Uno de estos entrañables cabreros fue Yivilo, un anciano que paseaba las cabras por los montes de los fuertes de Mendizábal, Piniers e Isabel II dando charla y compañía a los guardias civiles que recorrían esos montes a pie. Un hombre muy querido y apreciado por todos los guardias civiles y como curiosidad negaba que el hombre hubiera llegado a la luna, además de estar dispuesto a hacer cualquier favor, eso sí, jamás aceptaba propina o regalo alguno.
“No somos tan distintos, lo que han cambiado son los tiempos y las circunstancias”
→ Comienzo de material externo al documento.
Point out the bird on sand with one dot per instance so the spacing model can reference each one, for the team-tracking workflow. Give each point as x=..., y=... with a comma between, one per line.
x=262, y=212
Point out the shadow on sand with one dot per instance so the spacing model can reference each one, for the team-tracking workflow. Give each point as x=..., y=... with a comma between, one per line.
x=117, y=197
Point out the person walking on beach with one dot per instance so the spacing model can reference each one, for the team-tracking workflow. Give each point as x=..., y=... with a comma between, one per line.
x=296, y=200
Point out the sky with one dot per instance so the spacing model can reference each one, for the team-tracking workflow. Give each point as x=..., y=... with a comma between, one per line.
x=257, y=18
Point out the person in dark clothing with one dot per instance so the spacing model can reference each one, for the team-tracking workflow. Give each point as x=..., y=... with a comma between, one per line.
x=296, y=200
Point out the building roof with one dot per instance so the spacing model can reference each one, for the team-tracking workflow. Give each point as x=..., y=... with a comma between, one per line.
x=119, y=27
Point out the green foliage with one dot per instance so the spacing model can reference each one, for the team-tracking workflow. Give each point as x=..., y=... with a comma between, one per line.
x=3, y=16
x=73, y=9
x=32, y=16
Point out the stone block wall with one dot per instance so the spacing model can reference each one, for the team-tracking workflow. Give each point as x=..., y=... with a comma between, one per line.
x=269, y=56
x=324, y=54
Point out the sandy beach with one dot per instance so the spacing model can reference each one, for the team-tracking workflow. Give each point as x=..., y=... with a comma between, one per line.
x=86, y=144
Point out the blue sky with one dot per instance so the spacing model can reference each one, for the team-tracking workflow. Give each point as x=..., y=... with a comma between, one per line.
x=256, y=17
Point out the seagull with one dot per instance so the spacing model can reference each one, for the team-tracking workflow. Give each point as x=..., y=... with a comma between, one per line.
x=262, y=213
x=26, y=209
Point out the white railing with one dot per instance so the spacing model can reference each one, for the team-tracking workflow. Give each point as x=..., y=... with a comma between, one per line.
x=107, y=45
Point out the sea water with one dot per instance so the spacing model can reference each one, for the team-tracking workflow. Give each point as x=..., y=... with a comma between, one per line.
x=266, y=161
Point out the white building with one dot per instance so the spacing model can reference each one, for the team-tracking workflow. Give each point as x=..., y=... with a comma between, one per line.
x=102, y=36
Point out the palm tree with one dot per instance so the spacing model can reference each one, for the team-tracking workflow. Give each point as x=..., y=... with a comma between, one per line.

Una labor que también realizaba, Antonio el cabrero, como se le conocía, también de avanzada edad que dedicó toda su vida a este trabajo. Ellos decían que eran paseadores de rebaños, porque las cabras y corderos no eran de su propiedad.
Titulaba este artículo con el nombre de ‘Se acabaron las cabras, no los cabreros’, porque al fallecer estas dos personas entrañables, nadie se dedica en nuestra ciudad a explotar rebaños y, mucho menos, a cuidar estos animales por unos pocos de euros. Sin embargo, la costumbre de criar corderos o cabras para el mes sagrado de Ramadán está presente en nuestra ciudad.
Una costumbre que en estos tiempos se hace casi imposible, porque nadie las cuida y salen solas a pastar y, por tanto, con una alta posibilidad de provocar un accidente, además de saltarse las normas de control sanitario de estos animales en nuestro país.
Nadie debe asustarse por ver unas cabras paseando por esa zona, como tampoco se asustaban nuestros vecinos cuando criábamos gallos o gallinas en nuestros patios para matarlos en Navidad.
No somos tan distintos, lo que han cambiado son los tiempos y circunstancias. Ese es el mensaje que quiero transmitir a los que despotrican, se asustan o aprovechan unas pocas cabras para señalar determinadas costumbres que antes también eran nuestras.